Undoubtedly the most important contribution of the nineteenth century to the store of human knowledge is the doctrine of evolution. We know now that from time immemorial the hidden things of the spiritual world have been coming forth into manifestation in the visible universe through an orderly process of unfolding. From a finite standpoint, everything appears to grow, to evolve, in accordance with absolutely exact, universal laws.

The life of the individual is a growth.

The life of the race is a growth.

Our world seems to be a complicated entanglement of forces and interests when we regard it simply as a struggle amongst individuals, in which only the strongest can survive; but it blends into a consistent expression when we lose the finite, personal thought in the Universal consciousness, and view life from its true center. To do this we must break down the walls of dogmatism, materialism, and selfishness which finite thought has built around us, and which shut out the spiritual vision. In feudal days men sought to protect their lives and fortunes by entrenching themselves in impregnable strongholds and establishing their supremacy as individuals sundered from the body of society. But later there came a violent reaction to balance the equation. Man is no more fitted to live in isolation than is an atom of matter to remain apart from others of its kind. Both alike are endowed with natures that compel them to seek alliances and enter into combinations which tend to produce more highly organic forms. True individualism can only be realized through co-operation.
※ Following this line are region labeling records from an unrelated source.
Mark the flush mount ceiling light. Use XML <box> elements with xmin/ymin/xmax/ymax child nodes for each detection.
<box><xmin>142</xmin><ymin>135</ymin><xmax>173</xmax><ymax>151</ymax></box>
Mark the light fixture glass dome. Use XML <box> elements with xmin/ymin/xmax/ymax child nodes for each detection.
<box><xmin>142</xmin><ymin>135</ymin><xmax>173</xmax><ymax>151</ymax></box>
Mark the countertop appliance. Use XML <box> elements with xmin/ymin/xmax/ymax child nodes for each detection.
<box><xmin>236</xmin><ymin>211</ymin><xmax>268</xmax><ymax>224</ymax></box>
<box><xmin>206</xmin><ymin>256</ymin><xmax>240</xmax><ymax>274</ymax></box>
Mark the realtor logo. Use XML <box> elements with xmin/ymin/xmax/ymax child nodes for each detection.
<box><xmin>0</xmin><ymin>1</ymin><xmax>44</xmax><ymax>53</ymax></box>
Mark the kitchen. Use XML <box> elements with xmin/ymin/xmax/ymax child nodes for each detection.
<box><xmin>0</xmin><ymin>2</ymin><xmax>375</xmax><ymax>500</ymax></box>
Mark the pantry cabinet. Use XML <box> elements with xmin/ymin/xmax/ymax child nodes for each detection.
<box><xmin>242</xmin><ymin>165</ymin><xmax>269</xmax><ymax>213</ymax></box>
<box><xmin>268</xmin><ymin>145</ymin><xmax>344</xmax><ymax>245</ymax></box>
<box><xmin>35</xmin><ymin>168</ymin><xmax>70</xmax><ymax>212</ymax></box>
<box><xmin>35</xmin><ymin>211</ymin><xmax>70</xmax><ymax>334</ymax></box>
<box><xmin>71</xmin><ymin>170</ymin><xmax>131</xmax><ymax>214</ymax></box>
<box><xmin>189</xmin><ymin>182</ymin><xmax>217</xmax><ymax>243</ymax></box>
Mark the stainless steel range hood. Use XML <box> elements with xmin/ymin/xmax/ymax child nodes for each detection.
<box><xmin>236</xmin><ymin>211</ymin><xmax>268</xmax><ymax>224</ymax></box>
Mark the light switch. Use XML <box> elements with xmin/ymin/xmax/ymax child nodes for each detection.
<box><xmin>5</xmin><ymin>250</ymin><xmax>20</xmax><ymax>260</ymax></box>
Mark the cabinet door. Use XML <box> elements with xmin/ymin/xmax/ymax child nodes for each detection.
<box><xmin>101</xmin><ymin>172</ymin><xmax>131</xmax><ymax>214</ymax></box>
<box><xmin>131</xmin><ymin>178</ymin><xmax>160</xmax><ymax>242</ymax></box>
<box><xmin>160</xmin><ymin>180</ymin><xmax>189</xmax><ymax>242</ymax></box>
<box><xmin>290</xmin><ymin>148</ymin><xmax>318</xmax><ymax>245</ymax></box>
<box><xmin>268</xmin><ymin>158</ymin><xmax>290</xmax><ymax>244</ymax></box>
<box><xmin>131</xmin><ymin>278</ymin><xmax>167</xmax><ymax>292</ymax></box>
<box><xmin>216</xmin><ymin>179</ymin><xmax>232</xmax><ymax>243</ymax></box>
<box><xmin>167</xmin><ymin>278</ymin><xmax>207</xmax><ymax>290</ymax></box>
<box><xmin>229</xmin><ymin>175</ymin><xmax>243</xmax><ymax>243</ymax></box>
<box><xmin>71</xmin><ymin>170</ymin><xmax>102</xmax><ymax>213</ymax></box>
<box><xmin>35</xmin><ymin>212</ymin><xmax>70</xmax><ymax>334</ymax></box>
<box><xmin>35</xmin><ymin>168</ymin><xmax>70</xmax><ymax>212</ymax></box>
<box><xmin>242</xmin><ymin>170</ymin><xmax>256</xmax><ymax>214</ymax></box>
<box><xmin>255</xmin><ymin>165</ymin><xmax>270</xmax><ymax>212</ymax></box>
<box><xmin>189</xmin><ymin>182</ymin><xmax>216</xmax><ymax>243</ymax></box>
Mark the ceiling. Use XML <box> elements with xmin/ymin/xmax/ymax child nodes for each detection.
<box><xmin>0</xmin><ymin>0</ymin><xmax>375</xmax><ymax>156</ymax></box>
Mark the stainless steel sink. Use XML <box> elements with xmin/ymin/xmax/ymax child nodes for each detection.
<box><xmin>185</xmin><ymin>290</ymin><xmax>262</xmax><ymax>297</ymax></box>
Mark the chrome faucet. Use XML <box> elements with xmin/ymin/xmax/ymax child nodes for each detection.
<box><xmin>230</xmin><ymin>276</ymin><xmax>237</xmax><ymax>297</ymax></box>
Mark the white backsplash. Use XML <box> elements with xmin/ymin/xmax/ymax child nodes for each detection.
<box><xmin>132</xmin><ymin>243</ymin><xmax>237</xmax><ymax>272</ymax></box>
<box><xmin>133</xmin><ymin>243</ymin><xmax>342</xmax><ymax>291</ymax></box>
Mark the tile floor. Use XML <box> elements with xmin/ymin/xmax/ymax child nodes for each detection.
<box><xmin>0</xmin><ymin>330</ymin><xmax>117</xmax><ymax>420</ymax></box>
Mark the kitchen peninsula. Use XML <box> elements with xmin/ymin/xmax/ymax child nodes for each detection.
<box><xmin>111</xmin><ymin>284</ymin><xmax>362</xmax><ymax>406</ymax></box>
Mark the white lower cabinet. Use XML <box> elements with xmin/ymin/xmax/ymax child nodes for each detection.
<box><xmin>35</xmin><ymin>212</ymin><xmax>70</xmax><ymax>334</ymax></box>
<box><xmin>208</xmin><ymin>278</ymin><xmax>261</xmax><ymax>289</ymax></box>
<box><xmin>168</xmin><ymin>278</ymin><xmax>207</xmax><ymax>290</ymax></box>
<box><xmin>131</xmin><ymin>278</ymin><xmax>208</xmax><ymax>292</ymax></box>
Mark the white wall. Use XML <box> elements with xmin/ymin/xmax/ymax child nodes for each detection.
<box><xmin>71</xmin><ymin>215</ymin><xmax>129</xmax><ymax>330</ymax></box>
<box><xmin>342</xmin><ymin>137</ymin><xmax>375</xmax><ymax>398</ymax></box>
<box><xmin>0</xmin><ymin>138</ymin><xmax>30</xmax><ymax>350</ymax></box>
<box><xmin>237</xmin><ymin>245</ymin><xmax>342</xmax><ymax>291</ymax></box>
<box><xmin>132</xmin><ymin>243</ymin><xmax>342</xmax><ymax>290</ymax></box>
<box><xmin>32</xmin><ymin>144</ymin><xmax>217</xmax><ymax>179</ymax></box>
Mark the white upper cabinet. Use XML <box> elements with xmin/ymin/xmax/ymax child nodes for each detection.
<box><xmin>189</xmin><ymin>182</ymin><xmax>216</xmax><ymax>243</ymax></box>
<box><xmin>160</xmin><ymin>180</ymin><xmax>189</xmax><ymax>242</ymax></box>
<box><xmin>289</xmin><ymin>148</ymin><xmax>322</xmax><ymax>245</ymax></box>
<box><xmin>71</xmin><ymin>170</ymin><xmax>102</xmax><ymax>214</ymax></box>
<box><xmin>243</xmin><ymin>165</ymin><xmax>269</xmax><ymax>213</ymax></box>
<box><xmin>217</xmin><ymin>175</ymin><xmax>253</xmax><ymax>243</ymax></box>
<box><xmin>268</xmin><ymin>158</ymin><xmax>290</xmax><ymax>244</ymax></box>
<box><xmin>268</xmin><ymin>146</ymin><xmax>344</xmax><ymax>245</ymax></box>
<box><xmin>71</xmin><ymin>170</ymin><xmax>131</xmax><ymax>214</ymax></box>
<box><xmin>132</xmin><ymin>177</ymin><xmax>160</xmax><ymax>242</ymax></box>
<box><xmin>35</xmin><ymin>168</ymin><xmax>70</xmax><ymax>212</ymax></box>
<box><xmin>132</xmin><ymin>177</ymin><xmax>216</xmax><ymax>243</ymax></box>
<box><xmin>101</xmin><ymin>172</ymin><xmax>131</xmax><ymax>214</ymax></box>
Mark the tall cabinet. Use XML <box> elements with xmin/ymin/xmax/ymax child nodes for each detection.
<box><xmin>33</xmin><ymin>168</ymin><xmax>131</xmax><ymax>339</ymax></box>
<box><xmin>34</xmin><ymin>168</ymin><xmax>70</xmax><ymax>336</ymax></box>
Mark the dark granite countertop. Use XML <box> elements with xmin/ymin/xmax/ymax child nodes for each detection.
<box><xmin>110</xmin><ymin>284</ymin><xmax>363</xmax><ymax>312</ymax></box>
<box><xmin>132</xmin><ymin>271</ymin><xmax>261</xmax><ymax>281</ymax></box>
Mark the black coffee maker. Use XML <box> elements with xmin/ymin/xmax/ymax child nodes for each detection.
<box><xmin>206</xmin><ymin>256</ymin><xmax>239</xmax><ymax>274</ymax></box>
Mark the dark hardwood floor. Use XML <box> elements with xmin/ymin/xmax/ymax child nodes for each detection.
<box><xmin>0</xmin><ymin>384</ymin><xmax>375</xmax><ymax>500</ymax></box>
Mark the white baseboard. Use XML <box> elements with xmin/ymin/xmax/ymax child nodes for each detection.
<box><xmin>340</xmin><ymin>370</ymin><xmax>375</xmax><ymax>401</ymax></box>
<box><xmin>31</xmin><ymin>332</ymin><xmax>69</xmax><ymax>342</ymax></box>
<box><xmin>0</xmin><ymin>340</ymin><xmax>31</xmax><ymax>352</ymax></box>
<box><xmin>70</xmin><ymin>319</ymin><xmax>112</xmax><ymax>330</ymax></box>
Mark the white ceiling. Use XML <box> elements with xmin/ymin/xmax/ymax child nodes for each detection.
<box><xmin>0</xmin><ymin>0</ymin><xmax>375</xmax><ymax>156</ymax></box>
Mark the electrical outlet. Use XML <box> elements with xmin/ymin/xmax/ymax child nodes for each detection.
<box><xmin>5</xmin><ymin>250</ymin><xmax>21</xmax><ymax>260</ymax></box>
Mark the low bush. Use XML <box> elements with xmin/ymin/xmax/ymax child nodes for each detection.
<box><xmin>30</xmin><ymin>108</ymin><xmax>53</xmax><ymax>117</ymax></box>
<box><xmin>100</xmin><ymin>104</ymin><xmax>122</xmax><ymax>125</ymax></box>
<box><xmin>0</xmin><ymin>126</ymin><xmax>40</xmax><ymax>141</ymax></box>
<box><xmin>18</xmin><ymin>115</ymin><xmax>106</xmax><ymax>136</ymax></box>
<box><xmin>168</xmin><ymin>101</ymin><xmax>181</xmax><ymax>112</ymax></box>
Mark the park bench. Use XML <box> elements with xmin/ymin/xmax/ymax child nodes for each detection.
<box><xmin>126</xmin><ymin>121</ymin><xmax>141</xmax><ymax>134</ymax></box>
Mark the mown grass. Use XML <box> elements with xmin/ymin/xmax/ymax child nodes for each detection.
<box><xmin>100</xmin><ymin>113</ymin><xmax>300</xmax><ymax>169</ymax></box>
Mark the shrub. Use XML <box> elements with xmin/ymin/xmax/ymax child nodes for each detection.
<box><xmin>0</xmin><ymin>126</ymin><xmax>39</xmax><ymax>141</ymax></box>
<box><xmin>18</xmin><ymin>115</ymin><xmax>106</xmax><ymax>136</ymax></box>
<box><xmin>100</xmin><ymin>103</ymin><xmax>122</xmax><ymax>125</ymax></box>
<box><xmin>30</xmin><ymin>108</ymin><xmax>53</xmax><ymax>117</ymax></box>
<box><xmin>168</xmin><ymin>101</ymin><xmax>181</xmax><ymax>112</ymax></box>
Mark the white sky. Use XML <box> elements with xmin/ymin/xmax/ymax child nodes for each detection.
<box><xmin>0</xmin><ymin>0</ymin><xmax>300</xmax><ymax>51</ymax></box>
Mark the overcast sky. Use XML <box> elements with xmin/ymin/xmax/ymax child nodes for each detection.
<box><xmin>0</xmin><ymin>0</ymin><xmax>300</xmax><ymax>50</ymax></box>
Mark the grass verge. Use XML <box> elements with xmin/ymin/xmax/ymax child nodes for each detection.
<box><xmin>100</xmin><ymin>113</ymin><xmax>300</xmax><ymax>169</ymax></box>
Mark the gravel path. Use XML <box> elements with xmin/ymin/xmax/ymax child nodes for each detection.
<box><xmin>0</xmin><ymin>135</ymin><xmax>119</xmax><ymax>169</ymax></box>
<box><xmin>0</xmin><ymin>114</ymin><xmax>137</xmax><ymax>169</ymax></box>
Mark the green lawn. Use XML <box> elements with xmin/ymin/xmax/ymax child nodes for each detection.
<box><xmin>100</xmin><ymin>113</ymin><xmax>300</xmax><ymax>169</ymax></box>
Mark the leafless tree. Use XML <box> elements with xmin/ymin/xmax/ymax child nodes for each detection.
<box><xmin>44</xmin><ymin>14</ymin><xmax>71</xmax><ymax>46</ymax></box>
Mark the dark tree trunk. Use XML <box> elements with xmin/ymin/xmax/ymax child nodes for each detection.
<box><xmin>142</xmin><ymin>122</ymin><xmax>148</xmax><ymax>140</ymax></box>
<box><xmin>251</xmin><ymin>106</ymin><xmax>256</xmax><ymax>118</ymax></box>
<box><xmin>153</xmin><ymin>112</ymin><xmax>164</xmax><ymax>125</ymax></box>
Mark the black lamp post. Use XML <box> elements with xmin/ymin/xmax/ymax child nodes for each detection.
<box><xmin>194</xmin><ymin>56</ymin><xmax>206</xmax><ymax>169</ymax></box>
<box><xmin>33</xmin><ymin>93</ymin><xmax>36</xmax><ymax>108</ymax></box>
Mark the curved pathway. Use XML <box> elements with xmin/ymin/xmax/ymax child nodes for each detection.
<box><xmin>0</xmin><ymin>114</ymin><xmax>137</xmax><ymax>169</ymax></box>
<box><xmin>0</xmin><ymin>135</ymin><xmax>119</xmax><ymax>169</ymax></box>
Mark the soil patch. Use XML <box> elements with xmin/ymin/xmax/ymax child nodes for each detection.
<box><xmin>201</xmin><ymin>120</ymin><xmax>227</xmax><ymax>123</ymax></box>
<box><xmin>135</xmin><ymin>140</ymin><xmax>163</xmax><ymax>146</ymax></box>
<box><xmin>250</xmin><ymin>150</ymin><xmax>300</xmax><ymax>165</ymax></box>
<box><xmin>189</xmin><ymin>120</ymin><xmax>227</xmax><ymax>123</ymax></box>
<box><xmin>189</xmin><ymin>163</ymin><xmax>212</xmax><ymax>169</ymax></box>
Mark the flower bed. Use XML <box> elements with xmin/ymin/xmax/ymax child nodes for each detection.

This is a law of Being. The highest specialization in the several members of the human body is effected through their organic unity in a perfect whole.

Growth has generally been regarded as a consequence of getting, acquiring, and absorbing. But according to the spiritual view, exactly the reverse of this is true—it is due to the impulse to give out, to share, to co-operate, to part with the exclusive life by losing it in a larger existence. He grows most who realizes most of the spirit of giving, losing, abandoning, sacrificing the lower things of life for the greater good.

"Whosoever would save his life shall lose it; and whosoever shall lose his life for my sake shall find it."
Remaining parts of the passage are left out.